Jan O'Sullivan
Ceist:50 Ms O'Sullivan asked the Minister for Finance his Department's forecast of the level of economic growth for the current year; and if he will make a statement on the matter. [19046/01]
Vol. 539 No. 2
50 Ms O'Sullivan asked the Minister for Finance his Department's forecast of the level of economic growth for the current year; and if he will make a statement on the matter. [19046/01]
The Department last published an economic growth forecast at budget time in December 2000. At that time economic growth was forecast to increase by 8.8% in GDP terms and by 7.4% in GNP terms. Since the last budget there have been developments which are likely to negatively impact on the growth rate in 2001. The slowdown in the US economy and its repercussions for other world markets can be expected to have some effect on Irish exports and investment. The restrictions which were imposed to successfully contain the outbreak of foot and mouth disease can also be expected to have had some effect on economic growth, especially in the tourism and farming sectors.
Other commentators, having taken these factors into account, have revised their forecasts for economic growth downwards for 2001. My Department, as is the normal practice, will issue its revised forecasts with the publication of its Economic Review and Outlook later in the summer.
Question No. 51 answered with Question No. 37.

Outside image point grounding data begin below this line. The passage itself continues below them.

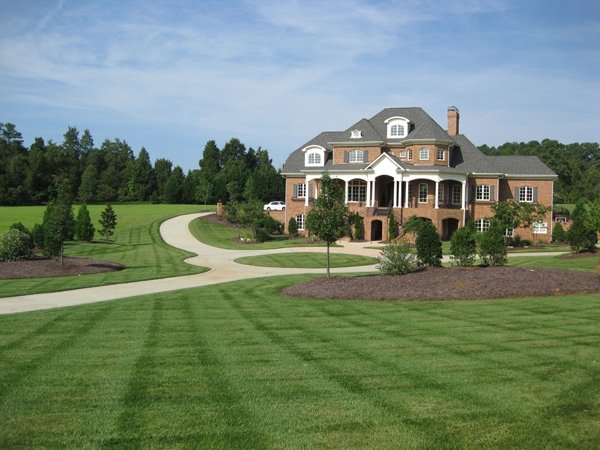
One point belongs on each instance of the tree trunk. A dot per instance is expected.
(328, 274)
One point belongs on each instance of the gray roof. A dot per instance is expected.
(466, 157)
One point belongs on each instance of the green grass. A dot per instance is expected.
(227, 237)
(137, 245)
(306, 260)
(240, 366)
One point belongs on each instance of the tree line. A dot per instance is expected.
(112, 173)
(577, 165)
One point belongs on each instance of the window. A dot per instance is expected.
(357, 191)
(423, 191)
(300, 190)
(314, 158)
(397, 127)
(483, 192)
(540, 228)
(356, 156)
(397, 130)
(482, 225)
(525, 194)
(456, 194)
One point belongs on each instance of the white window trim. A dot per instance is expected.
(483, 193)
(482, 225)
(426, 192)
(394, 121)
(356, 156)
(457, 188)
(526, 194)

52 Mr. Noonan asked the Minister for Finance if he has received the OECD economic outlook report, published on 2 May 2001; and if he will make a statement on the matter. [15560/01]

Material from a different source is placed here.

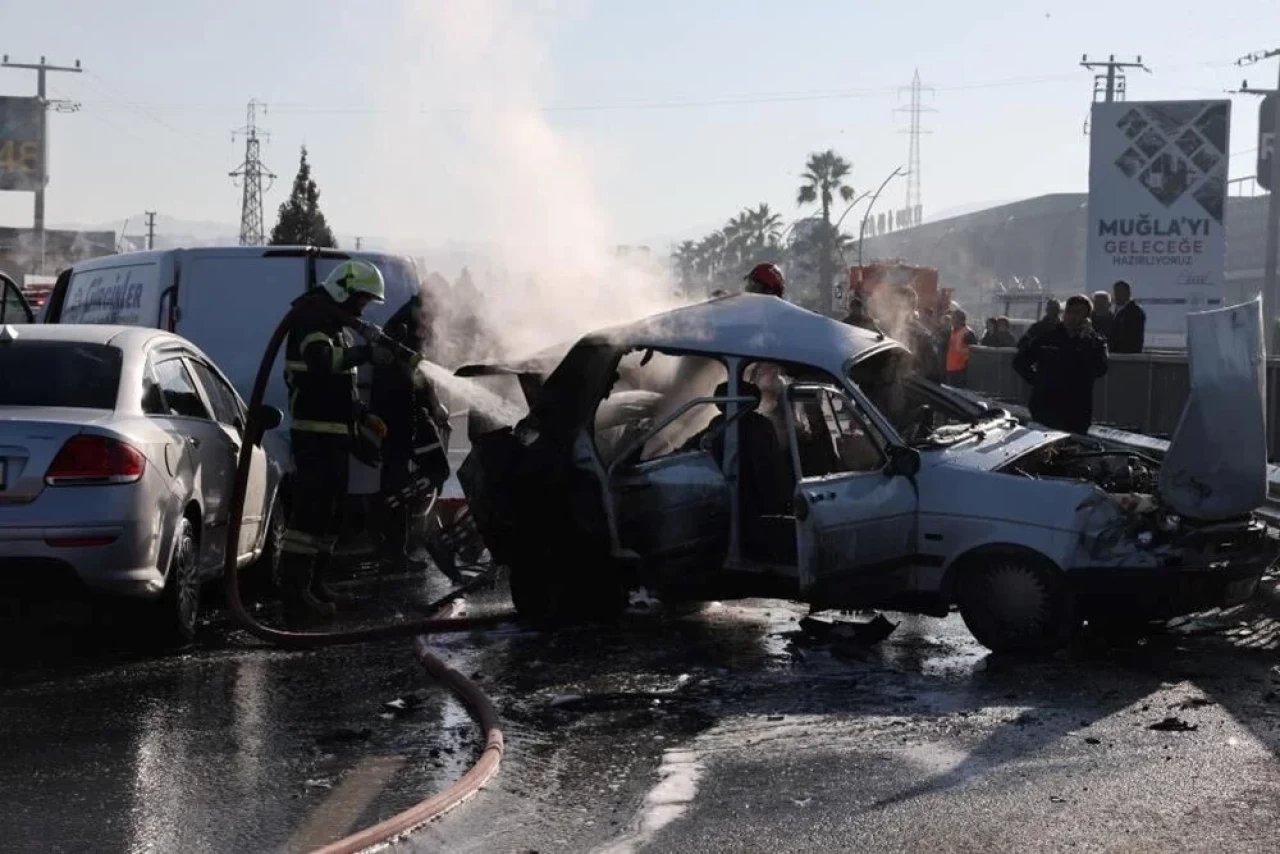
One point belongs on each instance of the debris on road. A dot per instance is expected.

I have a copy of the OECD Economic Outlook No. 69 which gives the OECD's view of all the member countries. The outlook points out that growth in the OECD area is expected to be 2% this year, half the rate achieved last year although this is expected to recover somewhat to between 2.5% and 3% next year. Slower growth across the OECD area, combined with an expected fall in the price of oil, should help keep inflation low. The recovery in growth which is projected for next year is based on factors such as the interest rate reductions which have already taken place and lower oil prices. The main risk to this outlook which the OECD identifies is a further substantial decline in the value of technology stocks which would adversely affect aggregate demand.